En outre, fondamentalement, la qualité ne rime pas avec une baisse d'audience. La télévision populaire de qualité est donc un objectif à la mesure du groupe. Une émission – allez, je vais en citer une ! – comme Secrets d'histoire, présentée cet été, en était un bon exemple.

Enfin, je regrette que, pour des raisons économiques, le report de la suppression totale de la publicité ait été nécessaire. Mais je me félicite, en revanche, que ce report ait été rendu possible par la stratégie consistant à mettre en œuvre la suppression de la publicité en deux étapes. Cela a été une grande force de cette loi que de laisser la place à l'expérimentation et à la prudence. Après tout, on ne fait pas toujours appel à l'expérimentation dans les actions de réforme. Ici, au contraire, l'expérimentation est à l'ordre du jour. C'est une leçon qu'il faudra probablement retenir pour l'avenir.

Je ferai un constat un peu similaire sur le parrainage. Son maintien après vingt heures était une erreur, j'en suis convaincu, car je pense qu'il ne doit pas y avoir de publicité du tout en soirée sur France Télévisions, quelle que soit sa forme.

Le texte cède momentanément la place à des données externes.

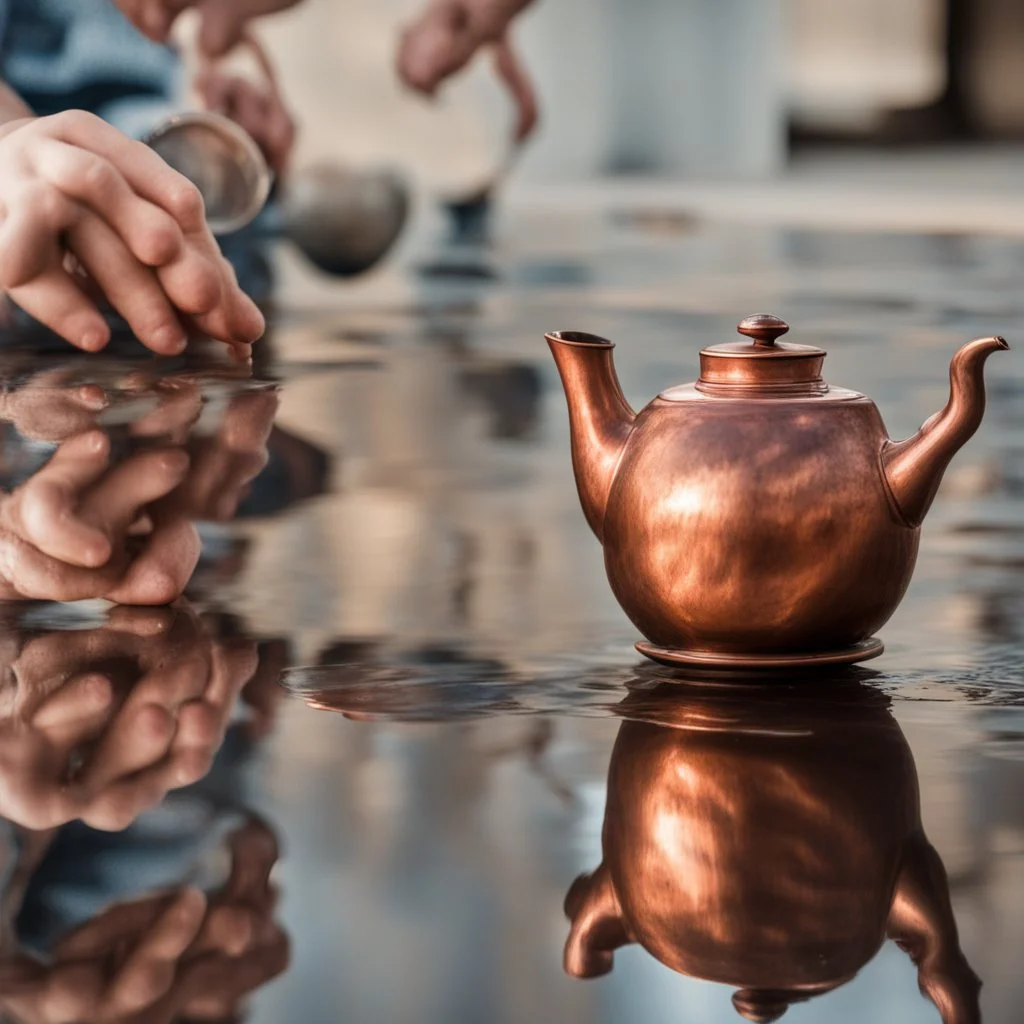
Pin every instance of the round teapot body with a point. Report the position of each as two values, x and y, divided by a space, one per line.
737 524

France Télévisions a entendu cette critique et a compris que l'esprit de la loi devait parfois prendre le pas sur sa lettre. Elle nous a donc proposé d'établir une charte sur le parrainage assez efficace, garantissant son utilisation raisonnée. J'espère qu'une suppression pourra advenir quand les temps seront meilleurs. On comprend bien que tout ne peut pas être fait en même temps.

Sur la question de l'entreprise unique, la loi était forcément brève. Il s'agissait surtout de la mettre en œuvre. Et, comme l'ont souligné les commissaires aux comptes de France Télévisions que nous avons auditionnés, cette œuvre est tout bonnement gigantesque. Une telle fusion est extrêmement rare dans le paysage industriel français, avec 11 000 salariés à réunir sous une bannière unique. Le constat qu'ils font est que la fusion poursuit sa route dans de bonnes conditions.

Je tiens au demeurant à souligner que sa légitimité n'a jamais été contestée, pas plus par l'opposition de l'époque que par la majorité d'aujourd'hui. Si la mission est de longue haleine, elle est donc à la fois utile et nécessaire. Je remarque à cet égard que cette fusion a été accompagnée financièrement de manière substantielle : les crédits dédiés à France Télévisions ont ainsi augmenté régulièrement depuis 2009 avec une hausse toujours supérieure à l'inflation. Le budget qui nous est proposé pour 2013 ne sera peut-être pas – attendons la discussion – à la hauteur de l'ambition que nous avons pour l'audiovisuel public.

David Assouline a mentionné à juste titre la question de la gouvernance du groupe.